- A proactive rate cut to keep economy from ‘falling back’
- Equity market still ‘restless’ due to coronavirus fears
- Diversification should help investors ‘sleep soundly’
Daylight Saving Time begins Sunday, and while we gain daylight hours, we lose an hour of sleep – something we need after witnessing four 2%+ daily swings this week. In fact, the Dow’s cumulative point move over the last five days exceeded 4,580 points! Volatility will persist until we get more clarity around the pace of contagion and the potential impact on the US economy – which could take time. Patience, not panic, is essential in order to make well-informed decisions. ‘Rest assured,’ we will ‘work around the clock’ to assess the true economic and financial implications of the coronavirus as they ‘come to light’ and determine the subsequent impact to our outlook. This week, we raised the downside risk to our 2020 GDP forecast (1.8%) and lowered our year-end S&P 500 target (to 3,256 from 3,400). As the situation is fluid, below is some perspective on the week’s events.

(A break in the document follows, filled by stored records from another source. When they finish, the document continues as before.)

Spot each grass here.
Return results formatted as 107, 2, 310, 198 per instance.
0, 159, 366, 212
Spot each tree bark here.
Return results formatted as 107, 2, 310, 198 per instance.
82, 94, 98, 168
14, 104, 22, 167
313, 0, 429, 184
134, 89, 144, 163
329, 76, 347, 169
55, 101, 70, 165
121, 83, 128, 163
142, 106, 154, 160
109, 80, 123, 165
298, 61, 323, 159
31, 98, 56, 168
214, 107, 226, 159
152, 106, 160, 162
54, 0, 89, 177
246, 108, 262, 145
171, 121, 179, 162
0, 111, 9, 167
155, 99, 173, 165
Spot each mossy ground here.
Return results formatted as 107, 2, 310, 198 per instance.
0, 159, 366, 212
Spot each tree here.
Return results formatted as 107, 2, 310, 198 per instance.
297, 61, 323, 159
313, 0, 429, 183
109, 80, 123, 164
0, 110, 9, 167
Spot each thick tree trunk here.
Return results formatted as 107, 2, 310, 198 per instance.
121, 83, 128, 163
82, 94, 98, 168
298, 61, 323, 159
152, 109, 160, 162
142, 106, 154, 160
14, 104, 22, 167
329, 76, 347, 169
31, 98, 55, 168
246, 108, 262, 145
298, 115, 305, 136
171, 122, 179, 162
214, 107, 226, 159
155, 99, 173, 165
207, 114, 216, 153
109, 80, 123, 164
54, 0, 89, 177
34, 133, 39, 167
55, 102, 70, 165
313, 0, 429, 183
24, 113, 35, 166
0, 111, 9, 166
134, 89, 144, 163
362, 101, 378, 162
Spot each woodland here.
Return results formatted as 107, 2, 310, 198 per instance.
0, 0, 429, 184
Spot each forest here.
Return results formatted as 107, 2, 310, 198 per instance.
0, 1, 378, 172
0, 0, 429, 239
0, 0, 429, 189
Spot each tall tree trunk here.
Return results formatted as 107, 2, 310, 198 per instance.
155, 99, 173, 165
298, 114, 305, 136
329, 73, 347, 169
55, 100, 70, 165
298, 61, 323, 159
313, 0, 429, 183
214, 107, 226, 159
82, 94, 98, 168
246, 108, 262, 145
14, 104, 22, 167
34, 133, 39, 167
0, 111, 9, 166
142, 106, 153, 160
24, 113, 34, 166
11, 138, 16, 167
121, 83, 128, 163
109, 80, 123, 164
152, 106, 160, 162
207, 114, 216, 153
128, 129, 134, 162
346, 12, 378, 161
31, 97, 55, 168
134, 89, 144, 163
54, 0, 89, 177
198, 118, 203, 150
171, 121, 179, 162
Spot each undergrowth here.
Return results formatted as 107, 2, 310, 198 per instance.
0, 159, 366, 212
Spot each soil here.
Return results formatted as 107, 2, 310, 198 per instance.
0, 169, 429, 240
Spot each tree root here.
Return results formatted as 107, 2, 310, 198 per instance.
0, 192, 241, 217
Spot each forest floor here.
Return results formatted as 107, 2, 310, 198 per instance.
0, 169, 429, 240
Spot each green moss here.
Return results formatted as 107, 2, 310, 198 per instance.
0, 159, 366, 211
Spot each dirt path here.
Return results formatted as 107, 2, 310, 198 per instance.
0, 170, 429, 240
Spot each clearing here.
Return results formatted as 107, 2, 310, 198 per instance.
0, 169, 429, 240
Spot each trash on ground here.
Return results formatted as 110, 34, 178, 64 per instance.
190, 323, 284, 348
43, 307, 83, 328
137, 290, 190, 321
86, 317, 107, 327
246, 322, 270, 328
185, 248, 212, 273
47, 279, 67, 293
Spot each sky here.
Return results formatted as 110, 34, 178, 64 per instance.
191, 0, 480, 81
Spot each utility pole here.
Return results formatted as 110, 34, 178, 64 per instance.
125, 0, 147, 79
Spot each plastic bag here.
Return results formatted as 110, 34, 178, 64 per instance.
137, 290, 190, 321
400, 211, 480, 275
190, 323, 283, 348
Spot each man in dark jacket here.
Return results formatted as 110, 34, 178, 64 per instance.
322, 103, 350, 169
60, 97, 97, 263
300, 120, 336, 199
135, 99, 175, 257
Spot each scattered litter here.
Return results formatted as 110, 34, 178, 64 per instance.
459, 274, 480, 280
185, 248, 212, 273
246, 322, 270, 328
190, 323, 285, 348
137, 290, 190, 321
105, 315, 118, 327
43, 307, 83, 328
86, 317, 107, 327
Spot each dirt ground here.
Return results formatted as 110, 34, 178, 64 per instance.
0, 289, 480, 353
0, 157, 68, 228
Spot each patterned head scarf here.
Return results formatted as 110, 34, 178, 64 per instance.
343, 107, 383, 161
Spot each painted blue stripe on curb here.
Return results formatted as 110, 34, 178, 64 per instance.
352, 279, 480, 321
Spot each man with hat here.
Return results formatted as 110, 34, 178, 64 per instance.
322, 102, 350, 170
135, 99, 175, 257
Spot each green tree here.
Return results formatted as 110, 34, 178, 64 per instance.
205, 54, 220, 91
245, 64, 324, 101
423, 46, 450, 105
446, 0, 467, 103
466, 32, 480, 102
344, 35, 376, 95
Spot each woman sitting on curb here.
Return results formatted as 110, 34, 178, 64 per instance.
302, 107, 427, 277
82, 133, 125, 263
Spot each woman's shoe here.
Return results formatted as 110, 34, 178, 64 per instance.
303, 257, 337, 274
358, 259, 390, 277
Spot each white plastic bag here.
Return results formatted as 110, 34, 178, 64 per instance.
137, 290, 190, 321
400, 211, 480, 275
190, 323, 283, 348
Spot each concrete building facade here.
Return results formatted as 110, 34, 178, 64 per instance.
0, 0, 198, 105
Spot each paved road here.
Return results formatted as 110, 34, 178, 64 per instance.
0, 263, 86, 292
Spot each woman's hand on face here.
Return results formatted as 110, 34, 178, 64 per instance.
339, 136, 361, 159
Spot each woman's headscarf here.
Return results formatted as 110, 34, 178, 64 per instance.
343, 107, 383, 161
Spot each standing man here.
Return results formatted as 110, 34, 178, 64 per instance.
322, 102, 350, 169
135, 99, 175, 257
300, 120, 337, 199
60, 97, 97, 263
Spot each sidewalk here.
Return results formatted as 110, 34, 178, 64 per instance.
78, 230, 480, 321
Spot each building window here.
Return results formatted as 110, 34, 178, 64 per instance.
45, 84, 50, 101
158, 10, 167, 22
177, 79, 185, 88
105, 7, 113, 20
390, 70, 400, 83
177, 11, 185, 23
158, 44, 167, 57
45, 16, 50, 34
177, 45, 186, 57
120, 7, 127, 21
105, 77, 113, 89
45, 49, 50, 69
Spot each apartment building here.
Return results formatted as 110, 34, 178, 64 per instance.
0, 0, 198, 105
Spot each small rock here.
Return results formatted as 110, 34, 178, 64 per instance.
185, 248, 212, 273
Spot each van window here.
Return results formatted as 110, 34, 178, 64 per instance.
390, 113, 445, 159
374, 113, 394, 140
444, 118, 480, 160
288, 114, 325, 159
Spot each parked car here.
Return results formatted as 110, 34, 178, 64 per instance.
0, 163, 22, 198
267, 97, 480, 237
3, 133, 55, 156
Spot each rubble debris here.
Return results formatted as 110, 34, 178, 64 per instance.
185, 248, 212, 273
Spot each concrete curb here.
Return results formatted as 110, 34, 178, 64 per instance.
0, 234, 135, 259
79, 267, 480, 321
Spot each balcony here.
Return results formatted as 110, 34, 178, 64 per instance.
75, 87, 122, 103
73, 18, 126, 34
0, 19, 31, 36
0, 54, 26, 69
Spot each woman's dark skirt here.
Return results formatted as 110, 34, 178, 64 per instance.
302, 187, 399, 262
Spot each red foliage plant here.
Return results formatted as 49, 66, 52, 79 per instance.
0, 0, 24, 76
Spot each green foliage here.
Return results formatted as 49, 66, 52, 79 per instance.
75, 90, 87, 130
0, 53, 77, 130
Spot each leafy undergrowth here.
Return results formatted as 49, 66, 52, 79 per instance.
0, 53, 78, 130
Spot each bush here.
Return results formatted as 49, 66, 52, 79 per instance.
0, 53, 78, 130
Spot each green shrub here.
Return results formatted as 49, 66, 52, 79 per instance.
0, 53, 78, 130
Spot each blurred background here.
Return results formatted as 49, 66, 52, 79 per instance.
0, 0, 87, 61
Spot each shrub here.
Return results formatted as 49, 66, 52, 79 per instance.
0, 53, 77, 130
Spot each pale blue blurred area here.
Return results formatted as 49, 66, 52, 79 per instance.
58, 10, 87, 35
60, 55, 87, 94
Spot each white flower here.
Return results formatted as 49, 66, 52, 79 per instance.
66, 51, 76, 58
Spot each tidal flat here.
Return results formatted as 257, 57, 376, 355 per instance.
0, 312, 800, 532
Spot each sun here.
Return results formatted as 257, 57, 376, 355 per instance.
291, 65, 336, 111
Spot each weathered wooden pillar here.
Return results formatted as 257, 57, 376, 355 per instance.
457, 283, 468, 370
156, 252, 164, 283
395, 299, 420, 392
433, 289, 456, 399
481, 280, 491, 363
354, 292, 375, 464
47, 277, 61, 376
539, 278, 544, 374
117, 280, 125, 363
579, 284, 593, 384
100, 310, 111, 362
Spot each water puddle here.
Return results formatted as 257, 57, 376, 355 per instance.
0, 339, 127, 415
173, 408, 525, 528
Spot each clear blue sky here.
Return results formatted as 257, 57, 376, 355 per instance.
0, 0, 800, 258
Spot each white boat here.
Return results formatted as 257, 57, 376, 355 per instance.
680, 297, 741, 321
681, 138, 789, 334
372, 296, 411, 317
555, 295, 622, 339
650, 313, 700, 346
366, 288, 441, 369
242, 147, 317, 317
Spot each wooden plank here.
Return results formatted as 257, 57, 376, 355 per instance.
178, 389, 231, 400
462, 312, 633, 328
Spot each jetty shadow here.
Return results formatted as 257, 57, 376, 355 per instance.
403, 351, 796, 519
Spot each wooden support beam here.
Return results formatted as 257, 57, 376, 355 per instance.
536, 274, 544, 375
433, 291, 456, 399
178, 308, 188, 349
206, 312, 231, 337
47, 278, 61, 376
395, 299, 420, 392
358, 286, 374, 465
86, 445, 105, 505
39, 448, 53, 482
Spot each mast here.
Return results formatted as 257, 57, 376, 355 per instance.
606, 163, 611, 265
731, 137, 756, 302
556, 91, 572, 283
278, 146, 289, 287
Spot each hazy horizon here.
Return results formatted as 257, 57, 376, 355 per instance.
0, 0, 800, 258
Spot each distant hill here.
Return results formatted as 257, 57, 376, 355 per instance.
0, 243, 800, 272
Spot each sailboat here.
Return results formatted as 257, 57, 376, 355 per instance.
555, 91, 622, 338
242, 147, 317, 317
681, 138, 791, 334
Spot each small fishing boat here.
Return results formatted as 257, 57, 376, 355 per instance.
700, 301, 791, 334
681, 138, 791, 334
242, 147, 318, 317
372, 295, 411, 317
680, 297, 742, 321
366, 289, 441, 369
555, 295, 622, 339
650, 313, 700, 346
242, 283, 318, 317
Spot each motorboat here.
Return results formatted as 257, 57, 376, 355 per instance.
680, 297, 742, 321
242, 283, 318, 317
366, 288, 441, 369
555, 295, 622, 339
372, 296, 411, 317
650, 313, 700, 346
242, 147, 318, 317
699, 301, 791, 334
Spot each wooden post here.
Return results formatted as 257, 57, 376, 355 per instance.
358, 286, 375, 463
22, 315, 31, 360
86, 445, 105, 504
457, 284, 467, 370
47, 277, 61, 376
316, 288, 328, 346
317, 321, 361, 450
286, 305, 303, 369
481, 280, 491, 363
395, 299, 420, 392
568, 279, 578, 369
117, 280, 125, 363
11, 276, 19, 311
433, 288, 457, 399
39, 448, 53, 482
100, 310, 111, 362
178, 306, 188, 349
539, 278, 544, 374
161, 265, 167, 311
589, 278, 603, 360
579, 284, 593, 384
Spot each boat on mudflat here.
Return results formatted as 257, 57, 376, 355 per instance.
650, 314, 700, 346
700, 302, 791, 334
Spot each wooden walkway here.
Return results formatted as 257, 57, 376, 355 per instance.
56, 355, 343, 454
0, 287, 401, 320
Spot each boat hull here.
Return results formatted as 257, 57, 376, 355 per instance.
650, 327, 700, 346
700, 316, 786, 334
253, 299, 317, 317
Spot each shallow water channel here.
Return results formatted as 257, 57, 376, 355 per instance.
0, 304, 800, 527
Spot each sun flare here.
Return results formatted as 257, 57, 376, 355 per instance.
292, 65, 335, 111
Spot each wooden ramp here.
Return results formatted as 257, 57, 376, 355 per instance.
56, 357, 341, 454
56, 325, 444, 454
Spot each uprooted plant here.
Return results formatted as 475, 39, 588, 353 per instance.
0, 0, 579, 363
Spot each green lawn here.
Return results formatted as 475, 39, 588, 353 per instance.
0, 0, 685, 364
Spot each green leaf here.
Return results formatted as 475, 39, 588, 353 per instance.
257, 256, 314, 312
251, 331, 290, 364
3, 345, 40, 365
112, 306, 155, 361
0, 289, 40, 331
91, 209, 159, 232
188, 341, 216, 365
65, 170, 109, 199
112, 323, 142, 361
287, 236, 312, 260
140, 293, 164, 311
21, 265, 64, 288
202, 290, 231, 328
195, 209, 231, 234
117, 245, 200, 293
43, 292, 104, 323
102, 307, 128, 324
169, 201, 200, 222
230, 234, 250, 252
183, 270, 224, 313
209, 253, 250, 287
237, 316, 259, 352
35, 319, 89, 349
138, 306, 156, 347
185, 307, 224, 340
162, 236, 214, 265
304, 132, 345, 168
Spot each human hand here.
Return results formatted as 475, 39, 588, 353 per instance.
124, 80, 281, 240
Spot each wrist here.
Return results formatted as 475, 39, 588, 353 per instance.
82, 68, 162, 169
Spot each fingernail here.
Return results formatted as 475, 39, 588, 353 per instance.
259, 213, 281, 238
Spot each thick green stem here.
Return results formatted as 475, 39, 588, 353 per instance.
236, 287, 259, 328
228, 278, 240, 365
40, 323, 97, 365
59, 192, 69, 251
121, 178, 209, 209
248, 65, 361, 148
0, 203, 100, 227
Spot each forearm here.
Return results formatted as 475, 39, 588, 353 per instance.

- Fed Seeks To Keep The US Economy ‘Awake’ | The Federal Reserve’s surprise inter-meeting interest rate cut substantiated our belief that it would be proactive in extending the longest US economic expansion in history. The move caught investors off guard, as it was the first emergency rate cut since 2008, and it was larger than expected, 50 basis points versus 25. Since much of the recent US economic data is from prior to the escalation of the virus headlines, a deterioration in economic data from other countries (e.g., China’s Manufacturing and Non-Manufacturing PMI Indices at historic lows) and the continued rise in cases inside and outside of China was evidenceenough for the Fed to justify preemptively acting now rather than being late and falling behind the curve. While the Fed and other global central banks (e.g., China, Australia, Canada, etc.) have taken actions to keep their economies from ‘falling back,’ policymakers remain ‘alert’ that the next phase of stimulus may very well have to be fiscal stimulus in the form of tax cuts or spending initiatives. Policymakers are in a ‘race against the clock’ to shore up consumer and business confidence to avoid a self-fulfilling recession.